Sunday, July 18, 2010


It is possible, I suppose that sometime

we will learn everything

there is to learn: what the world is, for example,

and what it means. I think this as I am crossing

from one field to another, in summer, and the

mockingbird is mocking me, as one who either

knows enough already or knows enough to be

perfectly content not knowing. Song being born

of quest he knows this: he must turn silent

were he suddenly assaulted with answers. Instead

oh hear his wild, caustic, tender warbling ceaselessly

unanswered. At my feet the white-petalled daisies display

the small suns of their center piece, their -- if you don't

mind my saying so -- their hearts. Of course

I could be wrong, perhaps their hearts are pale and

narrow and hidden in the roots. What do I know?

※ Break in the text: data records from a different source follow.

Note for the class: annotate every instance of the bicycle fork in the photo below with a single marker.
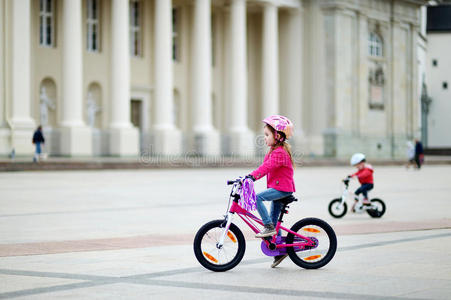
(228, 220)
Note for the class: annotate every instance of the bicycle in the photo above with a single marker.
(219, 245)
(338, 206)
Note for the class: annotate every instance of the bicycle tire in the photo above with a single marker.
(205, 258)
(333, 204)
(309, 258)
(377, 213)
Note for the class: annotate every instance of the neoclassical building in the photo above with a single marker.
(116, 77)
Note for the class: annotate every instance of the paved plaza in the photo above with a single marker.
(127, 234)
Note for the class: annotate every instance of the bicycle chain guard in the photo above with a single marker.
(283, 251)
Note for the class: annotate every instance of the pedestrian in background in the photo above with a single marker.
(419, 153)
(38, 140)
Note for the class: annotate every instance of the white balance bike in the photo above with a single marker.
(338, 206)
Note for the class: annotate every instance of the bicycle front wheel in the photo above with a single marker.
(318, 255)
(337, 209)
(213, 257)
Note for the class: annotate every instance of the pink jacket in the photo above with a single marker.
(279, 170)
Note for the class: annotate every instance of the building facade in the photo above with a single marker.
(438, 78)
(120, 77)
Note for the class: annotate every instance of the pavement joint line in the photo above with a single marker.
(384, 243)
(283, 292)
(93, 280)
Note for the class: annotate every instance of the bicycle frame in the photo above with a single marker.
(249, 218)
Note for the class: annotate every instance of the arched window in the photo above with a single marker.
(375, 45)
(92, 23)
(135, 28)
(93, 106)
(177, 110)
(47, 103)
(46, 23)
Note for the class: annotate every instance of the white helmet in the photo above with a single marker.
(357, 158)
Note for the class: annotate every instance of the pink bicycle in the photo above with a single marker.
(219, 245)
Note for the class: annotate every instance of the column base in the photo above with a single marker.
(21, 136)
(167, 142)
(21, 141)
(5, 147)
(124, 141)
(207, 143)
(241, 143)
(75, 141)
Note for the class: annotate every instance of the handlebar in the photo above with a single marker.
(346, 180)
(238, 180)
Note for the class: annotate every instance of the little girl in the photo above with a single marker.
(278, 167)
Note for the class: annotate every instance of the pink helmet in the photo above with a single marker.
(280, 123)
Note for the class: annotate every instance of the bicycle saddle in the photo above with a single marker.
(287, 199)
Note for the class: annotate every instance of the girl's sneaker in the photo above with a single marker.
(268, 230)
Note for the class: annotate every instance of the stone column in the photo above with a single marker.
(240, 137)
(167, 137)
(124, 138)
(270, 63)
(294, 76)
(340, 80)
(76, 138)
(206, 138)
(4, 131)
(22, 125)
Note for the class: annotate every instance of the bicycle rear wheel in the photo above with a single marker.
(210, 255)
(325, 243)
(377, 209)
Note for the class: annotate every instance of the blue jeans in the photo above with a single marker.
(38, 148)
(270, 195)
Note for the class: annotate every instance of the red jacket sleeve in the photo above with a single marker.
(274, 160)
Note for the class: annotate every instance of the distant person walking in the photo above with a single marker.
(38, 140)
(410, 155)
(419, 153)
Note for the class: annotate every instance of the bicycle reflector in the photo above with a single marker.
(312, 257)
(312, 230)
(230, 235)
(210, 257)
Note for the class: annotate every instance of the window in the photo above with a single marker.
(46, 27)
(374, 45)
(92, 21)
(213, 40)
(175, 35)
(135, 28)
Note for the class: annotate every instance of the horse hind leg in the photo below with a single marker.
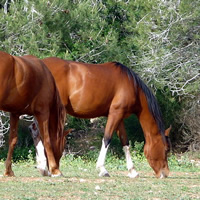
(12, 142)
(43, 123)
(121, 132)
(112, 123)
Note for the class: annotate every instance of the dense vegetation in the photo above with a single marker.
(160, 40)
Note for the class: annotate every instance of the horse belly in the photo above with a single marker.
(88, 106)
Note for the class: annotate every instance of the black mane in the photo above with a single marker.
(152, 102)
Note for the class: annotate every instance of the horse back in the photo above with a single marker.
(89, 90)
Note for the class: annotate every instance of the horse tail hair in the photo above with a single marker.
(151, 100)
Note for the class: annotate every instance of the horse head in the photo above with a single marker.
(156, 153)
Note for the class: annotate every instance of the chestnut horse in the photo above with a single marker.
(27, 87)
(113, 90)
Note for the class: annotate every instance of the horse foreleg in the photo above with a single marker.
(121, 132)
(12, 142)
(44, 132)
(101, 160)
(112, 123)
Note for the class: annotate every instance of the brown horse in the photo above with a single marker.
(27, 87)
(115, 91)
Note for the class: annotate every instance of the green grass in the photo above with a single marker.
(81, 181)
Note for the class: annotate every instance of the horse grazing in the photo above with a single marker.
(113, 90)
(40, 151)
(27, 87)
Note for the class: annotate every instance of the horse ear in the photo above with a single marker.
(167, 131)
(67, 132)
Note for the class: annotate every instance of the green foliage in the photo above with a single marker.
(158, 39)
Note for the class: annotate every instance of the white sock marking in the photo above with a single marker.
(132, 172)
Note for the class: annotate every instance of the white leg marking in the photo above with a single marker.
(101, 160)
(40, 155)
(41, 159)
(132, 172)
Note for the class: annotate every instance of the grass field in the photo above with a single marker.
(81, 181)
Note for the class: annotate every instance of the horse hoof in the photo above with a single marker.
(104, 174)
(56, 175)
(133, 174)
(9, 174)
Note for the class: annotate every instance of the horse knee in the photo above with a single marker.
(107, 141)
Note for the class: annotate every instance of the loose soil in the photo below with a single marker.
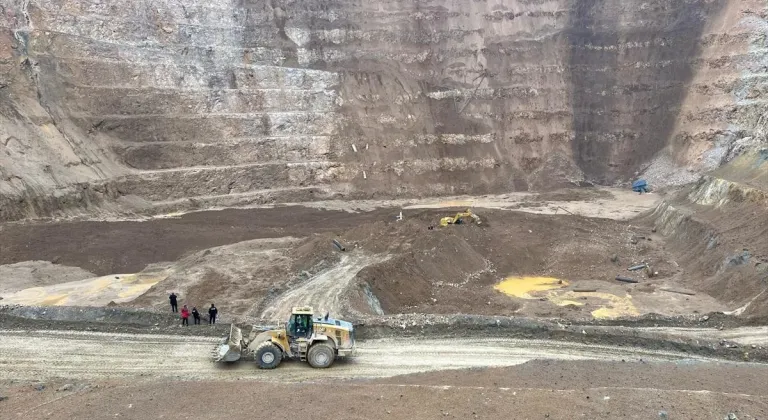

But this: it is heaven itself to take what is given,

to see what is plain; what the sun lights up willingly;

for example -- I think this

as I reach down, not to pick but merely to touch --

the suitability of the field for the daisies, and the

daisies for the field.

There is so much we do not know. Are you content with this? Can you still sing the rightness of your belonging on the planet in the family of things? How do we know in our bones that questions and answers are not the point, but the song we were born to sing? I think it is perhaps to have our hearts in the center of our being. This and no more.

Where do you feel "right" and as if you "belong" without reservation? Can you imagine that being everywhere and all times?


  1. The last two lines of the poem express such peace and acceptance that I am stunned into silence (yet I write).

    I like what you wrote, " . . . it is perhaps to have our hearts in the center of our being. This and no more." I think that might just sum it up, in a non-answer sort of way.

  2. Good morning Ruth!

    Today's poem speaks of how Mary moves from awe and must write about it - as you say for yourself. How Zen can we humans be?

    I love your tree picture - where does it come from? The tree on my post is a sunrise in the southcoast of Guatemala nearly 20 years ago.

  3. Your tree is magnificent. It sounds like it might have some stories behind it too. Well of course it does. But I mean related to you.

    Mine is close to our farm, just a couple of miles away. I stopped on my drive to work one morning when the sky had that spectrum of colors. I love winter trees, when they show their bare bones. And I loved how this one was crooked at the tip, which makes me think of my own imperfections, yet I can keep reaching up.